Sir David Attenborough is an educated man and must surely comprehend that electricity alone, especially intermittent electricity from weather via wind and solar, has not, and will not, run the economies of the world, as electricity alone is unable to support the prolific growth rates of the military, airlines, cruise ships, supertankers, container shipping, and trucking infrastructures to meet the demands of the exploding world population. Getting off fossil fuels would negatively impact the following industries and infrastructures that have supported Sir David Attenborough’s illustrious career:
- Medications and medical equipment that are all made with the chemicals and by-products of oil.
- Commercial aviation, with 23,000 commercial airplanes worldwide that have been accommodating 4 billion passenger annually.
- The more than 300 cruise liners, each of which consumes 80,000 gallons of fuels daily, that have been accommodating more than 25 million passengers annually worldwide
- The 56,000 merchant ships burning more than 120 million gallons a day of high sulfur bunker fuel moving products worldwide worth billions of dollars daily.
- The military presence that protects each country from each other, is increasing each year to save the world.
- Usage of fertilizers that accommodates growth of much of the food that feeds billions annually.
- To meet the needs of roughly 2.7 billion in China and India, mostly poor people, those countries have over half (1,363) of the world’s coal power plants (2,449).

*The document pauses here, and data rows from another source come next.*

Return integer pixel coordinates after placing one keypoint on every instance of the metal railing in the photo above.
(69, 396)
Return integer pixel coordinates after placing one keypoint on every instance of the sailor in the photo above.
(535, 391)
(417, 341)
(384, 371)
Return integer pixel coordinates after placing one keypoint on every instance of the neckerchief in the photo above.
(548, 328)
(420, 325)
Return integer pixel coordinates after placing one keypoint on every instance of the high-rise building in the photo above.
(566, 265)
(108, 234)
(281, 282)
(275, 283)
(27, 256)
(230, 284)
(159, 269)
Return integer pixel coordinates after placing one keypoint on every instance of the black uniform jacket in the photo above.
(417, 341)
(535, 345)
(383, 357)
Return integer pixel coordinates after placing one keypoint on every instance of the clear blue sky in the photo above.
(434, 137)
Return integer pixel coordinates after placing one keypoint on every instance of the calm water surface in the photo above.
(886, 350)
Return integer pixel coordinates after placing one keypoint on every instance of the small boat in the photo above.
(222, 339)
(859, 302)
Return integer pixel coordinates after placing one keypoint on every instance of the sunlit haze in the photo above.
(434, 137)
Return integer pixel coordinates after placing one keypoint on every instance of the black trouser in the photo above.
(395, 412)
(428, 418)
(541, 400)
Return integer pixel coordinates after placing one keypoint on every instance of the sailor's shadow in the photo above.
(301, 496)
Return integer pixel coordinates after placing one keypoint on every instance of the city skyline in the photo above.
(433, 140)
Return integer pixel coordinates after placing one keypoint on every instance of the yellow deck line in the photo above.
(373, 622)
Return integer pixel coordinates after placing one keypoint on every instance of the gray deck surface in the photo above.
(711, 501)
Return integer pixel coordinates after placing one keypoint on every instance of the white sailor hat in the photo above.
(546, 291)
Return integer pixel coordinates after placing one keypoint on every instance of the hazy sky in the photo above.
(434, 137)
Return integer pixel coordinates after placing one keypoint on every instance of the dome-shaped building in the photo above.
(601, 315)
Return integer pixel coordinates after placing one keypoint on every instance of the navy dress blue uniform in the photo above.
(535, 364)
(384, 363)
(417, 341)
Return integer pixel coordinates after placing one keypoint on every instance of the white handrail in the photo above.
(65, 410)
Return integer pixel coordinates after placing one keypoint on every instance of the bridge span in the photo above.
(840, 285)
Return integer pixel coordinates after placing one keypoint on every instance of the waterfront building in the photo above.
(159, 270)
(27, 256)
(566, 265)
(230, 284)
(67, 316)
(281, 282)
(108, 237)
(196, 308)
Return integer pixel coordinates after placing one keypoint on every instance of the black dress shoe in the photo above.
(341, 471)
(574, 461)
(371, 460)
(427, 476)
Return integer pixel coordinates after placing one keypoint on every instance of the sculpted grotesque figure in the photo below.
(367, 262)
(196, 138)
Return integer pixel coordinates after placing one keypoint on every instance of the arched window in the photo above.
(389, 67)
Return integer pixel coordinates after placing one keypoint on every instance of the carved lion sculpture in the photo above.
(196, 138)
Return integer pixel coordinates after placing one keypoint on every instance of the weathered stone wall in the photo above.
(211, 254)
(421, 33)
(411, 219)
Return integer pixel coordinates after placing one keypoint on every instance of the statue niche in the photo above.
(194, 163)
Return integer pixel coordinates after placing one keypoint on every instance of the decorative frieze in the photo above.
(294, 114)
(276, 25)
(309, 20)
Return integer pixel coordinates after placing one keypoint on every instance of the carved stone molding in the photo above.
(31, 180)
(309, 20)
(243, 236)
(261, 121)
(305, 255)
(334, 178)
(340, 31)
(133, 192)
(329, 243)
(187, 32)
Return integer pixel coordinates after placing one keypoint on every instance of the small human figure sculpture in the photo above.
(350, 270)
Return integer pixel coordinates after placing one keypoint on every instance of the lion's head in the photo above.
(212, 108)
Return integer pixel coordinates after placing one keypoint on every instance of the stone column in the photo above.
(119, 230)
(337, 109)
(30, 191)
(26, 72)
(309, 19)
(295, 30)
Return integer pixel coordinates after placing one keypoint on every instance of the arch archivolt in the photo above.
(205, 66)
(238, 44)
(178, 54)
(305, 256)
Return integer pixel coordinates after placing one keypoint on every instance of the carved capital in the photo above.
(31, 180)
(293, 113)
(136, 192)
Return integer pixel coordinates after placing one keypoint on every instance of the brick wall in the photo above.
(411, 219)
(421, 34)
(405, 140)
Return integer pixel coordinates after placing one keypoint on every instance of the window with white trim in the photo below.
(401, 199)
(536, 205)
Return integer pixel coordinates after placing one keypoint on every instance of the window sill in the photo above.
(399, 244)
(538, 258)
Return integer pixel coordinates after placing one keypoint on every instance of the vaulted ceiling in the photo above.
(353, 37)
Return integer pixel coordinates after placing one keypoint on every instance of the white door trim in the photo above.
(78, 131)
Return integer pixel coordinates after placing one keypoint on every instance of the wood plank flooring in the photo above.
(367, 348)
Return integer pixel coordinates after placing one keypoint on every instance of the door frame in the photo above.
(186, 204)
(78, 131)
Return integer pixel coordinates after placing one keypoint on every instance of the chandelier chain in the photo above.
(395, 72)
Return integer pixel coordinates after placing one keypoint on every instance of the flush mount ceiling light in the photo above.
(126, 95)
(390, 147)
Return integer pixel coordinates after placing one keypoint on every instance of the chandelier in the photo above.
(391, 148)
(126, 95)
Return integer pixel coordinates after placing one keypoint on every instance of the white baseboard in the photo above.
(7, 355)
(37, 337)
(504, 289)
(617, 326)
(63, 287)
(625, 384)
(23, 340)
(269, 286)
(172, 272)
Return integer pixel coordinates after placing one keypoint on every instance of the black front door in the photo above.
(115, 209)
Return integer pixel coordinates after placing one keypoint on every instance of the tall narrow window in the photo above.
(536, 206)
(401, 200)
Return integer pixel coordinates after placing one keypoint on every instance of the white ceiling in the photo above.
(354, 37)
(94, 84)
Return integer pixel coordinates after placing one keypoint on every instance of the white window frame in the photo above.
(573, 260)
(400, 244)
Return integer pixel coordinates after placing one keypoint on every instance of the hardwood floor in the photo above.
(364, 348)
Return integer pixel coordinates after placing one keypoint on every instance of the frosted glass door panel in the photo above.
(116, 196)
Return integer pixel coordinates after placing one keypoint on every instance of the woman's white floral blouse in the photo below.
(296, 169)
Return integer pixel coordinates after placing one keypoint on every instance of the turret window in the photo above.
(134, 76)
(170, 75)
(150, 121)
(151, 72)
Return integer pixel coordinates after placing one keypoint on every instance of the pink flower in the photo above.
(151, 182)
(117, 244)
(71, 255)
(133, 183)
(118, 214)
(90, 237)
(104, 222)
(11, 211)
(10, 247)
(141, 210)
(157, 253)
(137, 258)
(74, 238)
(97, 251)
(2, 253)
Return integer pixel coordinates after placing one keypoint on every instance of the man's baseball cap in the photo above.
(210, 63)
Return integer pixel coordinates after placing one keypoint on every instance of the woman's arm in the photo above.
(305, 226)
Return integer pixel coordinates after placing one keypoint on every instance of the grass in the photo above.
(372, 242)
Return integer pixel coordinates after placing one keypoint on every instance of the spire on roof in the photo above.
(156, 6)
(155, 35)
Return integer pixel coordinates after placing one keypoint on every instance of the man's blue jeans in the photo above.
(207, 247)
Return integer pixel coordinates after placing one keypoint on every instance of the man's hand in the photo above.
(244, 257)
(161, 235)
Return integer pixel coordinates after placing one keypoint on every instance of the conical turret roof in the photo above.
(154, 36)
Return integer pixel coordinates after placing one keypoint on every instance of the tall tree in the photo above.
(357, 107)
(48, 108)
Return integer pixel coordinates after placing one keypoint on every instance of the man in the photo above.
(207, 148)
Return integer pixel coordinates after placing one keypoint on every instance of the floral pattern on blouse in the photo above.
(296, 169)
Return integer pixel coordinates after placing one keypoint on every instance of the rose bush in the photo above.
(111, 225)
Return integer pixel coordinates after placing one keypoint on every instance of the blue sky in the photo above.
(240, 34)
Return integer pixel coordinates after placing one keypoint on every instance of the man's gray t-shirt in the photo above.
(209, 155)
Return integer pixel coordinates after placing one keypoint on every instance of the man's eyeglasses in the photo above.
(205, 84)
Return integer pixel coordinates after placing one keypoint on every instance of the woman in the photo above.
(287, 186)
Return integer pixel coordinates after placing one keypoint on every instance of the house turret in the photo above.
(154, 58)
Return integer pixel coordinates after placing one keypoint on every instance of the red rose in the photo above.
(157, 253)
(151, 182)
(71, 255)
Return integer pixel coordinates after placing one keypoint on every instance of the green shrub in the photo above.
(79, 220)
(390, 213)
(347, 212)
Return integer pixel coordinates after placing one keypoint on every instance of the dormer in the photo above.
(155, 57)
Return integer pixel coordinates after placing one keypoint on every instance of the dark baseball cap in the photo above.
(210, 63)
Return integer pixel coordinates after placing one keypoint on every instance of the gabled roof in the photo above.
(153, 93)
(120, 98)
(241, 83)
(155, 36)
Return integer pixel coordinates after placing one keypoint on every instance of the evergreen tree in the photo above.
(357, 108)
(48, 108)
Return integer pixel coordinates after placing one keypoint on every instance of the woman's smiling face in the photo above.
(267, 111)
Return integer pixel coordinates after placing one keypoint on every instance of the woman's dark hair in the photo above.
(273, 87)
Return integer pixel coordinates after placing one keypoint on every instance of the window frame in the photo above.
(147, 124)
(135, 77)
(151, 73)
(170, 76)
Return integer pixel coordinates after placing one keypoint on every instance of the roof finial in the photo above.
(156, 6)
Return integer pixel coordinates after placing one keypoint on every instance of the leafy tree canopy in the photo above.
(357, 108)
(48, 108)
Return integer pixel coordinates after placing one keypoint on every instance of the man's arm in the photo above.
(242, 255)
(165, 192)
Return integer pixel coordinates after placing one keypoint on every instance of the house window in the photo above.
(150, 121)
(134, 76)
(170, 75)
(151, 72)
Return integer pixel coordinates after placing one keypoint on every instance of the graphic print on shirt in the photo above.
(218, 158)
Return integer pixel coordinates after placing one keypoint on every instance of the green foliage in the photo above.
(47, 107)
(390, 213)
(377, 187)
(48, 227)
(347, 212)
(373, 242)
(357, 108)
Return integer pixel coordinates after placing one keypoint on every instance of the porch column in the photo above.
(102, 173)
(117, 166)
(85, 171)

Together they are in the process of building 284 new ones. Vehicle manufacturing as all parts are based on the chemical and by-products from fossil fuels.
- The usage of asphalt for road construction.
Sir David Attenborough and politicians, both here and abroad, are supportive of the GND to sunset the oil industry that has been the cause of the world populating to 8 billion. Going green without clones or generics to replace the crude oil derivatives that are the foundation of all the products demanded by lifestyles and economies around the world would change the world to the time just a few hundred years ago before 1900.
Hopefully, we in the wealthier and healthier countries, can co-exist with the poorer and less healthy countries that are enslaving labor in mines and factories to provide the exotic minerals and metals required for the green energy technologies for the construction of EV batteries, solar panels, and wind turbines, and with the Saudis and Russians for the oil demands of America.
Humanity exists in all weather extremes of the world, from the hot and dry Sahara Desert to the frigid northern hemispheres. The animal kingdom has adjusted to climate changes over billions of years, and now humanity may need to use the tools provided by oil products and fuels to master the continuous climate change adjustment challenges.